July 01 2011
R vs E  EWCA Crim 460 No: 201003792/B2
A report provided by one of our biologists, Hannah Goy, has recently been instrumental in quashing the conviction of a man charged with the rape of his daughter.
The family involved in the case lived in a very untidy house where clothes which had been left in a laundry pile for washing by one member of the family were sometimes picked up and used by other members of the family.
It had been reported by the Crown scientist that semen attributable to the father had been found in the crotch of his daughter’s shorts together with DNA that (of the family members) could only have originated from her. The Crown scientist’s evidence formed the mainstay of the prosecution case despite other witness evidence to the contrary.

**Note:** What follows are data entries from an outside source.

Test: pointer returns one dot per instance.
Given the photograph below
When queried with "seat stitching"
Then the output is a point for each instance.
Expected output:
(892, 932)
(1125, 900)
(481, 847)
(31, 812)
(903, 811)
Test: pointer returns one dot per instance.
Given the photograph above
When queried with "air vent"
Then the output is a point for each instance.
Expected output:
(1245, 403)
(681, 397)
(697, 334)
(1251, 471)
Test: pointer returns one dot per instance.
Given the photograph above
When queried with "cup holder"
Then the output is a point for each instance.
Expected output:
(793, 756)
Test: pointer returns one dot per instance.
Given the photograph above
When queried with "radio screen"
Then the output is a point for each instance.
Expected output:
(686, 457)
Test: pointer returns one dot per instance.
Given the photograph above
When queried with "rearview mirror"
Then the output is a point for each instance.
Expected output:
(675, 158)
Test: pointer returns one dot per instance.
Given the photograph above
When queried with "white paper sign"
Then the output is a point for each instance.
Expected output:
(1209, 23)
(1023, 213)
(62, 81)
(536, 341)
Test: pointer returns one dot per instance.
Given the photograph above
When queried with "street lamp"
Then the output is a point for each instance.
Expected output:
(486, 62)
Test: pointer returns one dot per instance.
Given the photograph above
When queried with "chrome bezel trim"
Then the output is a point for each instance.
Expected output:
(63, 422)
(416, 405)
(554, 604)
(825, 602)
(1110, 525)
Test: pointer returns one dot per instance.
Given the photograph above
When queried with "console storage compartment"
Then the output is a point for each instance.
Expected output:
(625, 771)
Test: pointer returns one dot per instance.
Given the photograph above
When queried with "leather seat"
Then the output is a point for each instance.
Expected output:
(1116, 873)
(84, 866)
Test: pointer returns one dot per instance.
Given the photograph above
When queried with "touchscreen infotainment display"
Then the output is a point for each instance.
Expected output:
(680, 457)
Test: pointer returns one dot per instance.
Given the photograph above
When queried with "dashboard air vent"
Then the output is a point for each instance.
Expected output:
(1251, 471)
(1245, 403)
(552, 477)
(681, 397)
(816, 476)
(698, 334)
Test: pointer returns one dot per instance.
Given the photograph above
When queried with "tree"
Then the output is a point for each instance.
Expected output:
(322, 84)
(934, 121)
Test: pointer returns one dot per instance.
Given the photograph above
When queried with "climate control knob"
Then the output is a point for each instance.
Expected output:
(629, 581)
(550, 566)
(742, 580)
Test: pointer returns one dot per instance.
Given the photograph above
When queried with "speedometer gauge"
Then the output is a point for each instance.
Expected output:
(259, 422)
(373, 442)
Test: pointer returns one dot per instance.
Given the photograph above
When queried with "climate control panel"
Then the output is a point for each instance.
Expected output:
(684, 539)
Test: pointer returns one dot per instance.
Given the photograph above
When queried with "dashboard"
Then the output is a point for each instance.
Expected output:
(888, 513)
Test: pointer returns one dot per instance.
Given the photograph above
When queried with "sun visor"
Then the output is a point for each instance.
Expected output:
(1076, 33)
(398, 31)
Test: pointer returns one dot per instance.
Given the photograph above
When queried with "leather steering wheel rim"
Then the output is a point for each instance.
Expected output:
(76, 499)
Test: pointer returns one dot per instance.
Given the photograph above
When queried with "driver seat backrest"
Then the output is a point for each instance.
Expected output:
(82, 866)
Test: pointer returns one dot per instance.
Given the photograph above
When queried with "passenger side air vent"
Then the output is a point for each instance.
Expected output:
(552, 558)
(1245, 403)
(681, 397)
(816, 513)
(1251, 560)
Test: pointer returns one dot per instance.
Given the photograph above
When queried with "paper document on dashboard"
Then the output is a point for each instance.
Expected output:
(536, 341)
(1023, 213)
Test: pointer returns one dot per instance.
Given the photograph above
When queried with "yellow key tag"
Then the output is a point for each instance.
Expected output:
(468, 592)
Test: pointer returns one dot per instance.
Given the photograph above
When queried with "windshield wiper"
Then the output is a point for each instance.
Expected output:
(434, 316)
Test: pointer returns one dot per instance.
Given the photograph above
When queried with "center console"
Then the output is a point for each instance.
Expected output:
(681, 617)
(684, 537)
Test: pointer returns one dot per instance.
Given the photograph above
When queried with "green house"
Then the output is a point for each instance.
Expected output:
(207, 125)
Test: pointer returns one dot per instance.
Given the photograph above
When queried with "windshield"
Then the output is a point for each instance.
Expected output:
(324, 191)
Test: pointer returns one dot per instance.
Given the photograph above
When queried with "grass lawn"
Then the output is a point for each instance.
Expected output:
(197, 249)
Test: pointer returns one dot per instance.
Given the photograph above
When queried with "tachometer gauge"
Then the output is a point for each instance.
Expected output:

In reviewing the case file, Mrs Goy noted that only one or two sperm cells had been found on fabric from the shorts. Given the grubby and dirty state of the garment it was her opinion that in no way was it possible to say that the DNA profile matching the father had come from sperm and furthermore the attribution of material to the daughter, suggesting she was the wearer of the shorts, was questionable. Consequently it was not possible to say whether any semen present was likely to have been deposited as a result of drainage post intercourse and the strength of evidence presented by the Crown at trial was significantly overstated.
Mrs Goy’s report was reviewed by another forensic scientist appointed by the respondent who agreed with her conclusions. As this completely undermined the value of the Crown’s scientific evidence at trial the conviction was quashed as the Court of Appeal considered it may very well have made a difference to the verdict which the jury reached.
The judge congratulated the instructing solicitors for their diligence and perseverance in bringing such a difficult case to appeal where others had rejected there being any potential grounds to do so.